3. The fact that the same memory location is being accessed by the volatile read and the volatile write prevents the volatile read from being moved above the volatile write.

(3) implies that the read-acquire behavior of the volatile read applies transitively to the preceding volatile write, which means that the bunch of normal writes would not be allowed to move above the first volatile write. IIRC, if a different memory location was used for the volatile read, the third property would not be in play and the bunch of normal writes could still be reordered w.r.t. the first volatile write.

HTH.

[pgavlin]

(@ericeil can point out any flaws in my understanding and/or logic 😄)

[CarolEidt]

@pgavlin - I don't believe that you need condition 3 to ensure that the volatile read is not moved above the volatile write. The first paragraph of I.12.6.4 in the spec ensures that:

Conforming implementations of the CLI are free to execute programs using any technology that guarantees, within a single thread of execution, that side-effects and exceptions generated by a thread are visible in the order specified by the CIL. For this purpose only volatile operations (including volatile reads) constitute visible side-effects.

[pgavlin]

Ah, perfect! I couldn't find that language under I.12.6.7, which covers volatile read and write semantics specifically. Thanks! In that case, any volatile read will do.

[pgavlin]

@omariom: @RussKeldorph pointed out that I managed to skim over the assembly dump you posted. That assembly (which I've reproduced locally) indicates that there is a bug in the JIT that is causing us to drop the volatile read, as ECMA specifically disallows removing or coalescing volatile operations. I've opened dotnet/coreclr#6172 to track.

[omariom]

@CarolEidt

side-effects and exceptions generated by a thread are visible in the order specified by the CIL. For this purpose only volatile operations (including volatile reads) constitute visible side-effects.

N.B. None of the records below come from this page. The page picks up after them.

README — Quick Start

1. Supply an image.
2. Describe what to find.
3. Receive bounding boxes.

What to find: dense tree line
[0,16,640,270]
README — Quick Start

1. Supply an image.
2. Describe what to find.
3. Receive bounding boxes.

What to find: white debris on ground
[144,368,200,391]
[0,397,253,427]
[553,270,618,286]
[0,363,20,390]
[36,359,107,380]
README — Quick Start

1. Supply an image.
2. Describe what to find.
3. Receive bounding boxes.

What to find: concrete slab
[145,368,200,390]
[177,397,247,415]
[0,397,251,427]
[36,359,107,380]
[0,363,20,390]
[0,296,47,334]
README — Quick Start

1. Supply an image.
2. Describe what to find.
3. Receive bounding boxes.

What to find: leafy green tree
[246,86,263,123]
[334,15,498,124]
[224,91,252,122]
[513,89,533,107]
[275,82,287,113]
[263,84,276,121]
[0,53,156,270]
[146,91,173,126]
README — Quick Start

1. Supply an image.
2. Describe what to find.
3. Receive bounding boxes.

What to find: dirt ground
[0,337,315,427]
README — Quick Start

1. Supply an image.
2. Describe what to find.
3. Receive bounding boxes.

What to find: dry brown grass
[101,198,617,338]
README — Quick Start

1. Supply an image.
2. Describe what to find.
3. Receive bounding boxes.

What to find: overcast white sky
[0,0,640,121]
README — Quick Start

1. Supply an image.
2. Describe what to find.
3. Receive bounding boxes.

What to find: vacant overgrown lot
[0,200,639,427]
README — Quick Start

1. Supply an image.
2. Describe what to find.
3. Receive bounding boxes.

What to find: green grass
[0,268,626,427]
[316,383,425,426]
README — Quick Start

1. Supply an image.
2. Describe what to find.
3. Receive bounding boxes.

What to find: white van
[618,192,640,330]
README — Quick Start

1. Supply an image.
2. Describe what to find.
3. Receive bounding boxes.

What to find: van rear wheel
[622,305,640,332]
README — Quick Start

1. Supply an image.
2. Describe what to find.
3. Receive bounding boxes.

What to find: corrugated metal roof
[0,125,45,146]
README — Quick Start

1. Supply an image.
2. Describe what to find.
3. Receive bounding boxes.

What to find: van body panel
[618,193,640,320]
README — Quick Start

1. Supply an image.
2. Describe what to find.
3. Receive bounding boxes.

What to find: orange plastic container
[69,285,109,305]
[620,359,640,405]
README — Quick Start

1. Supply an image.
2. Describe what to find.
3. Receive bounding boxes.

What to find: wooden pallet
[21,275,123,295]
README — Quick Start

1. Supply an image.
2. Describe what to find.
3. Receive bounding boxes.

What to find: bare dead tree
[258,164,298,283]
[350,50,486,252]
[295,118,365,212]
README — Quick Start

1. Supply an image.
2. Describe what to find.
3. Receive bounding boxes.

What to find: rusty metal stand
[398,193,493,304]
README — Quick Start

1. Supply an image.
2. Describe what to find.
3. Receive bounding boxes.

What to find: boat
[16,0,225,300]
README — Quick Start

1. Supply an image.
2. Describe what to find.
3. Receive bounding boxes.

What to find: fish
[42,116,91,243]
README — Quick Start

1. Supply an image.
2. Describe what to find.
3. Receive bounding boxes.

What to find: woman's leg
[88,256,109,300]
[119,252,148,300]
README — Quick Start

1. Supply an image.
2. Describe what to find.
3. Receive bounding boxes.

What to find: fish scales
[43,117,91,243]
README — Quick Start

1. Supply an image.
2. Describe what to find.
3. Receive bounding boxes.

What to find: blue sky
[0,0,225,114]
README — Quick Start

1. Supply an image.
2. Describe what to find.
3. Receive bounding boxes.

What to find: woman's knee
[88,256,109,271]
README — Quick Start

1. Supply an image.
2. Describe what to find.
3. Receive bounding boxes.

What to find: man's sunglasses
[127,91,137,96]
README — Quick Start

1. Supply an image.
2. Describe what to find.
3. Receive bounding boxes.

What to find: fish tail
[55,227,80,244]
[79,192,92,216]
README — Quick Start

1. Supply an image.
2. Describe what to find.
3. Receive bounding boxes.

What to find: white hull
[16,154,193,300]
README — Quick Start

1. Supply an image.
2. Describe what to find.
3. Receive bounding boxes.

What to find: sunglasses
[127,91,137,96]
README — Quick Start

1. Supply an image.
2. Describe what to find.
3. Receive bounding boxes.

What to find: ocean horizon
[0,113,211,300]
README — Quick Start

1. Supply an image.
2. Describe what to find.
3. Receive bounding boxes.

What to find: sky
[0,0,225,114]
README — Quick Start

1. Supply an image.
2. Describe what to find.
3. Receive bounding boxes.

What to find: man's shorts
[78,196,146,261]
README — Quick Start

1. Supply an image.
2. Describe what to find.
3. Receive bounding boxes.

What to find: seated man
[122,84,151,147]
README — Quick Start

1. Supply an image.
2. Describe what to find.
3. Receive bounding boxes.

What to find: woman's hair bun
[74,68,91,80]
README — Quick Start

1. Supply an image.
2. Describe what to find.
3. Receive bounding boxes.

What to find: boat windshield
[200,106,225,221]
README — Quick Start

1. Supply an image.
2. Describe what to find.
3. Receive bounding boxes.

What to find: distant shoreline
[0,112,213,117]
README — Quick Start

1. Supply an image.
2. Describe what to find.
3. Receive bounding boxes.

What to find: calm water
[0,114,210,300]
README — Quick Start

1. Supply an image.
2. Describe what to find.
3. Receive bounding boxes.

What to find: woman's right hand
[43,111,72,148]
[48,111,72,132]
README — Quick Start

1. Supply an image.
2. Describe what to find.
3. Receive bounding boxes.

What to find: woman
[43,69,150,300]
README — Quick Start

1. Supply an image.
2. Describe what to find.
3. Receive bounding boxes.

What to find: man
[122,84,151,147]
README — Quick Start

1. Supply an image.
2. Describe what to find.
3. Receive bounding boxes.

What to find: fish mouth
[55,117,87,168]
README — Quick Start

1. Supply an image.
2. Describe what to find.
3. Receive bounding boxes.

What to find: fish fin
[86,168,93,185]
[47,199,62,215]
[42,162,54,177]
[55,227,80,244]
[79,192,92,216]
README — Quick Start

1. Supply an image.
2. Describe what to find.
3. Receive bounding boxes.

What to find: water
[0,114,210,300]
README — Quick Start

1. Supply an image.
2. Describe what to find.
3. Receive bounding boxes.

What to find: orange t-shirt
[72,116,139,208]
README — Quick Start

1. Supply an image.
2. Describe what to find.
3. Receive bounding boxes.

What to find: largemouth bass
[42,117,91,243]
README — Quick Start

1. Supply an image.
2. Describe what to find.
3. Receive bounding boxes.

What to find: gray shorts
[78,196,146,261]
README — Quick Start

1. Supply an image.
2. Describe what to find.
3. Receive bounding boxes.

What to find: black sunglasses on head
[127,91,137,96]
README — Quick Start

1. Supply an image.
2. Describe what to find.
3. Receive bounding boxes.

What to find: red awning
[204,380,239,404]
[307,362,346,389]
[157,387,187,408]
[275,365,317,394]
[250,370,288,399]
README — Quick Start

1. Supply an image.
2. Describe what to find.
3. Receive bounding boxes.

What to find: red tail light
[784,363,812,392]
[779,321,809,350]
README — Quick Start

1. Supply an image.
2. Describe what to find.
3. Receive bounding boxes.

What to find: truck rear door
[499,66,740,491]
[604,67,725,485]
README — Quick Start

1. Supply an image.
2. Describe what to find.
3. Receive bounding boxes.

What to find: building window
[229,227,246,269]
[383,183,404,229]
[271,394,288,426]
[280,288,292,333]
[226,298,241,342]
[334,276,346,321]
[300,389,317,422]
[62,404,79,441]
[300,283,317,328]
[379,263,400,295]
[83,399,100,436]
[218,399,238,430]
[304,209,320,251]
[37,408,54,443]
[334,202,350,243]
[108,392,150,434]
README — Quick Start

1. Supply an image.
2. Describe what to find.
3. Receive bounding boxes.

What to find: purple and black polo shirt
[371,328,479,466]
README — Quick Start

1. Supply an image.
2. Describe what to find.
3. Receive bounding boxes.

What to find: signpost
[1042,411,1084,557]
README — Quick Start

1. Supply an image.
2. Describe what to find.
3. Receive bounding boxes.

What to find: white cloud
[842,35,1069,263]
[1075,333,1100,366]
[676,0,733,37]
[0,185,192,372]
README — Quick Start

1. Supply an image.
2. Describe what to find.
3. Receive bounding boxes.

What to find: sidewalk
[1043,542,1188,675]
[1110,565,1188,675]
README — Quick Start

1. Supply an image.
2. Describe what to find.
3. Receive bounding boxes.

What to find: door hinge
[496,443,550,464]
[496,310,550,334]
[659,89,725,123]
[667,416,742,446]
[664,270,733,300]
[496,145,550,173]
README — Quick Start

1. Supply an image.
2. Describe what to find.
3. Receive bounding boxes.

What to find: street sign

Does it mean a volatile write can't be reordered with a following volatile read from a different location?

[omariom]

@pgavlin wow! I thought that was legal.

[CarolEidt]

@omariom - yes, the way I would read that section is that it would be illegal to reorder any volatile operations relative to one another, even if they involve different locations. Though, to be fair, it is often been observed that the section in question is not as rigorous as it could be.

[mikedn]

yes, the way I would read that section is that it would be illegal to reorder any volatile operations relative to one another, even if they involve different locations.

This is not what happens currently. The JIT doesn't use any fences for volatile load/stores and x86 allows some load/store reordering. That said, on x86 stores aren't reordered so in this particular case the load isn't actually needed.